By comparison, the years of Marvel Now and ANAD have seen too many books come and go. The tranche of #1s has allowed us to see in the cold light of day what will and will not survive in comics. Another relaunch of Spider-Man may annoy long-term readers, but as long as there is decent writing they’ll probably keep buying. On the flipside, the internal politics and wider marketing which has resulted in a slightly desperate rush to “push” certain new characters on an audience that did not ask for them will see books cancelled in short order, no matter how “important” the new character is portrayed as being. You write a book well, like Squirrel Girl or Ms Marvel and it hangs around. You don’t, like ***fill in the blanks yourself***, and it will plummet (yes, I do appreciate that there is a short-termism in figures, and that Marvel should have given some books longer).

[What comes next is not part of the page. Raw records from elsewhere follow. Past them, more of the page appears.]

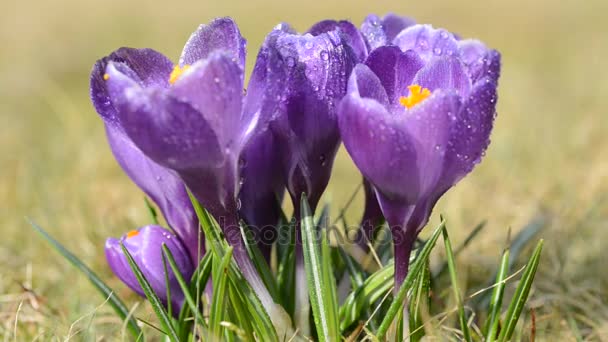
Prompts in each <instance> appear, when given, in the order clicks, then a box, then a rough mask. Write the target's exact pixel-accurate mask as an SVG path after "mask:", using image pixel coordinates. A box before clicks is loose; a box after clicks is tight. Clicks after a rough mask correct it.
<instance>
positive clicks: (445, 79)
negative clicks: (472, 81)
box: [413, 57, 471, 97]
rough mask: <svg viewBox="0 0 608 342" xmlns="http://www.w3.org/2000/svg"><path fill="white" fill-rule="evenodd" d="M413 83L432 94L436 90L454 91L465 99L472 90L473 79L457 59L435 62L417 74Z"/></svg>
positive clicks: (450, 59)
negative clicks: (451, 89)
mask: <svg viewBox="0 0 608 342" xmlns="http://www.w3.org/2000/svg"><path fill="white" fill-rule="evenodd" d="M413 83H414V84H418V85H421V86H422V87H425V88H428V89H429V90H431V92H433V91H434V90H435V89H444V90H448V89H454V90H456V91H458V93H459V94H460V96H463V97H465V96H467V95H468V94H469V91H470V90H471V79H470V78H469V75H468V73H467V72H466V69H465V67H464V65H463V64H462V62H461V61H460V59H458V58H455V57H441V58H437V59H435V60H433V61H432V62H431V63H430V64H428V65H427V66H425V67H424V68H423V69H421V70H420V71H419V72H418V73H417V74H416V77H415V78H414V81H413Z"/></svg>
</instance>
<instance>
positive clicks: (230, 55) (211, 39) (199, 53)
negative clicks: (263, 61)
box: [179, 17, 247, 70]
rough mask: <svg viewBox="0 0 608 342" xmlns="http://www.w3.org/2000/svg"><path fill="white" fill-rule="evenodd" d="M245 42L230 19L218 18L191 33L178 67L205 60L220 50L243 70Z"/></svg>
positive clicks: (243, 68) (232, 20) (238, 31)
mask: <svg viewBox="0 0 608 342" xmlns="http://www.w3.org/2000/svg"><path fill="white" fill-rule="evenodd" d="M246 43H247V42H246V40H245V39H244V38H243V36H241V32H240V31H239V28H238V26H237V25H236V23H235V22H234V21H233V20H232V19H231V18H227V17H226V18H218V19H215V20H213V21H212V22H211V23H209V24H208V25H201V26H199V27H198V29H197V30H196V31H195V32H194V33H192V35H191V36H190V38H189V39H188V42H187V43H186V45H185V46H184V50H183V51H182V55H181V57H180V58H179V65H180V66H184V65H192V64H194V63H196V62H197V61H199V60H201V59H205V58H207V57H208V56H209V55H210V54H211V53H212V52H213V51H216V50H221V51H224V52H225V53H227V54H229V55H230V57H231V58H233V59H234V61H235V62H237V64H238V65H239V66H240V67H241V69H243V70H244V69H245V57H246V50H245V46H246Z"/></svg>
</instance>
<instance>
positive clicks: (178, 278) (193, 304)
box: [163, 243, 207, 327]
mask: <svg viewBox="0 0 608 342" xmlns="http://www.w3.org/2000/svg"><path fill="white" fill-rule="evenodd" d="M163 253H164V254H165V257H166V259H167V261H168V262H169V266H170V267H171V270H172V271H173V274H174V275H175V278H176V279H177V282H178V283H179V286H180V288H181V289H182V292H183V293H184V298H185V300H186V305H188V306H189V307H190V310H191V311H192V313H194V314H195V317H196V322H197V323H198V324H199V325H201V326H203V327H205V326H206V325H207V324H206V323H205V320H203V318H202V315H199V314H198V309H199V308H197V306H196V302H195V301H194V299H193V298H192V293H191V292H190V290H191V289H190V286H189V285H188V284H187V283H186V281H185V280H184V277H183V276H182V274H181V271H180V270H179V267H178V266H177V262H175V258H174V257H173V254H172V253H171V251H170V250H169V248H167V245H165V244H164V243H163Z"/></svg>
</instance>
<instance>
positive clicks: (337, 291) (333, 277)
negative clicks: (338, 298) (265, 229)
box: [319, 206, 340, 336]
mask: <svg viewBox="0 0 608 342" xmlns="http://www.w3.org/2000/svg"><path fill="white" fill-rule="evenodd" d="M325 208H329V206H326V207H325ZM325 213H326V215H321V219H320V220H319V227H321V231H320V233H321V262H322V270H323V272H324V278H325V291H326V296H327V298H328V303H329V304H330V305H329V310H330V312H329V319H330V320H331V322H330V327H333V328H334V329H335V334H337V335H338V336H340V330H339V325H340V319H339V316H338V307H339V304H338V288H337V284H336V279H335V277H334V269H333V267H332V251H331V248H330V246H329V239H328V236H327V225H328V224H329V209H328V210H327V211H325Z"/></svg>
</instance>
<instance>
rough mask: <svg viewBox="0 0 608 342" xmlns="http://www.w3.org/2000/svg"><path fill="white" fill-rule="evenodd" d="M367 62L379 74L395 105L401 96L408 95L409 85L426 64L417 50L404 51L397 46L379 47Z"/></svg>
mask: <svg viewBox="0 0 608 342" xmlns="http://www.w3.org/2000/svg"><path fill="white" fill-rule="evenodd" d="M365 64H366V65H367V66H368V67H369V68H370V69H371V70H372V71H373V72H374V73H375V74H376V76H378V78H379V79H380V82H382V86H383V87H384V89H385V90H386V93H387V95H388V98H389V100H390V103H391V104H393V105H394V104H398V103H399V98H400V97H401V96H407V94H408V92H409V90H408V89H407V87H408V86H409V85H411V84H412V81H413V80H414V77H415V76H416V73H417V72H418V71H419V70H420V69H421V68H422V67H423V66H424V63H423V62H422V60H421V59H420V57H418V55H417V54H416V52H415V51H412V50H408V51H406V52H402V51H401V50H400V49H399V48H398V47H396V46H381V47H379V48H377V49H376V50H374V51H372V53H371V54H370V55H369V57H367V59H366V60H365Z"/></svg>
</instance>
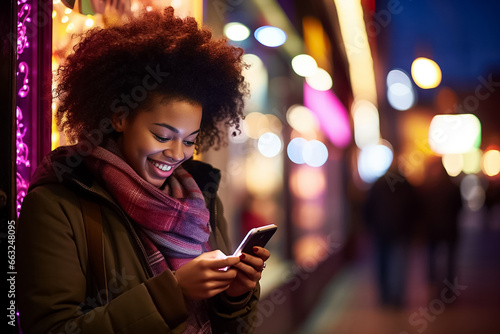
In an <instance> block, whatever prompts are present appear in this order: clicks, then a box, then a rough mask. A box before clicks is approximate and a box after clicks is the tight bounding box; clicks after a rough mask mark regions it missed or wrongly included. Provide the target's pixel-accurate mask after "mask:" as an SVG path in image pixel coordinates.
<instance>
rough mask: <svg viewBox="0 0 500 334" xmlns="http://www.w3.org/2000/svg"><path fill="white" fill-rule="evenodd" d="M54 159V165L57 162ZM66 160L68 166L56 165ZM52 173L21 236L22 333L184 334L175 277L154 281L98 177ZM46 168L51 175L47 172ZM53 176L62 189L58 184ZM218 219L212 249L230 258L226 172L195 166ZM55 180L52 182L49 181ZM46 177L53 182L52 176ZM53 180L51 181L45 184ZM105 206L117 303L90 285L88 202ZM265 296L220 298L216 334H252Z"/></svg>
mask: <svg viewBox="0 0 500 334" xmlns="http://www.w3.org/2000/svg"><path fill="white" fill-rule="evenodd" d="M51 159H52V160H51ZM57 159H59V160H60V162H61V164H62V165H61V166H63V167H62V169H61V168H59V167H61V166H57V167H54V165H53V162H54V161H56V160H57ZM44 165H45V169H46V170H45V172H44V173H38V174H39V175H40V174H42V177H40V176H38V180H37V181H36V182H35V184H34V185H33V186H32V187H31V188H30V191H29V193H28V194H27V196H26V197H25V199H24V202H23V206H22V210H21V214H20V218H19V223H18V229H17V250H18V251H17V269H18V275H17V285H18V289H17V291H18V298H17V302H18V307H19V316H20V321H21V328H22V330H23V332H24V333H25V334H29V333H54V334H56V333H82V334H85V333H93V334H94V333H98V334H101V333H141V334H142V333H182V332H183V331H184V330H185V328H186V323H185V321H186V318H187V315H188V313H187V309H186V303H185V299H184V296H183V294H182V292H181V290H180V287H179V286H178V285H177V281H176V279H175V277H174V275H173V273H172V272H171V271H169V270H167V271H165V272H164V273H162V274H160V275H158V276H156V277H153V275H152V273H151V269H150V268H149V267H148V265H147V261H146V260H145V251H144V247H143V245H142V244H141V242H140V240H139V238H138V236H137V234H136V232H135V227H134V226H135V223H134V222H133V221H131V220H130V218H128V216H127V215H126V214H125V213H124V211H123V210H122V209H121V207H120V206H119V205H118V204H117V202H116V201H115V200H114V199H113V198H112V196H111V195H110V194H109V193H108V192H107V191H106V190H105V189H104V188H103V187H102V186H100V185H99V183H97V182H96V181H95V180H94V179H93V177H92V176H91V175H90V173H89V172H88V170H87V169H86V167H85V164H84V163H80V164H78V165H77V166H76V167H74V168H73V167H70V166H71V165H70V164H69V163H68V160H66V161H64V160H63V159H62V158H61V157H58V158H55V157H52V158H50V157H49V158H48V160H47V159H46V160H45V162H44ZM40 168H42V169H43V168H44V167H43V166H42V167H39V169H40ZM48 168H52V169H53V170H54V171H56V172H55V174H56V175H57V176H58V177H59V178H60V180H61V179H62V182H57V181H56V182H53V179H54V177H53V176H54V175H51V172H50V171H49V169H48ZM185 168H186V170H188V171H189V172H190V173H191V174H192V175H193V177H194V178H195V180H196V181H197V182H198V184H199V186H200V189H201V190H202V191H203V193H204V195H205V199H206V203H207V206H208V208H209V210H210V214H211V218H210V219H211V227H212V233H211V235H210V246H211V248H212V249H220V250H221V251H222V252H223V253H225V254H229V253H230V250H231V248H230V244H229V239H228V234H227V226H226V221H225V219H224V218H223V212H222V206H221V204H220V201H219V200H218V198H217V196H216V191H217V187H218V183H219V179H220V172H219V171H218V170H216V169H214V168H212V167H211V166H210V165H207V164H204V163H200V162H196V161H188V162H187V163H185ZM47 174H48V175H50V177H48V178H47V177H46V175H47ZM44 175H45V176H44ZM44 179H45V180H44ZM82 196H85V197H86V198H88V199H89V200H91V201H96V202H97V203H99V205H100V209H101V214H102V225H103V247H104V248H103V249H104V251H103V252H104V253H103V256H104V262H105V267H106V274H107V283H108V284H107V285H108V293H109V296H110V297H111V298H112V300H111V301H110V302H109V303H107V304H104V303H103V304H104V305H102V306H101V300H103V295H104V291H97V286H96V284H94V279H93V278H92V277H89V276H90V275H89V267H88V250H87V241H86V237H85V226H84V221H83V216H82V209H81V205H82V204H81V200H80V197H82ZM258 298H259V288H258V287H257V288H256V289H255V291H253V293H249V294H248V295H247V296H245V297H243V298H240V299H238V300H231V299H229V298H227V297H225V296H224V294H219V295H217V296H215V297H213V298H211V299H210V300H207V301H206V303H207V307H208V309H209V313H210V320H211V324H212V329H213V332H214V334H218V333H221V334H222V333H250V332H252V331H253V328H252V327H253V326H252V325H251V322H250V321H249V320H250V319H252V318H255V314H254V312H256V311H257V310H256V308H257V302H258Z"/></svg>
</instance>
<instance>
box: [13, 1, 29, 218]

For all that criticism of the last few years, I don’t agree that the last 18 years of Marvel has been poor, in fact there are many parts of it that are among my most cherished. I understand the hate some here have for Bendis & Co.’s use of Wanda, and the way that Disassembled and House of M went, but something did need to change with The Avengers. And it worked at the time. I actually thought most of what Marvel did in the first decade of the 2000s was pretty good. Even the crossovers, for all that they were too big, were decently plotted imo, and I loved that they shone a light on often overlooked characters and better opened up corners of the Marvel U. Avengers: The Initiative was a great example of how to involve D-list characters more, and I’m sad that there isn’t a current equivalent. DnA’s cosmic stories were fantastic, and I’d bite Marvel’s hand off for another book in that vein with them at the helm again. There have been solid highlights in more recent years too; Hawkeye and Superior Foes of Spider-Man were both a great read for me.
I’m rambling now so will leave it there. TL : DR – Some stuff is good, some stuff isn’t.
Last edited by milton75; 02-15-2018 at 03:21 AM.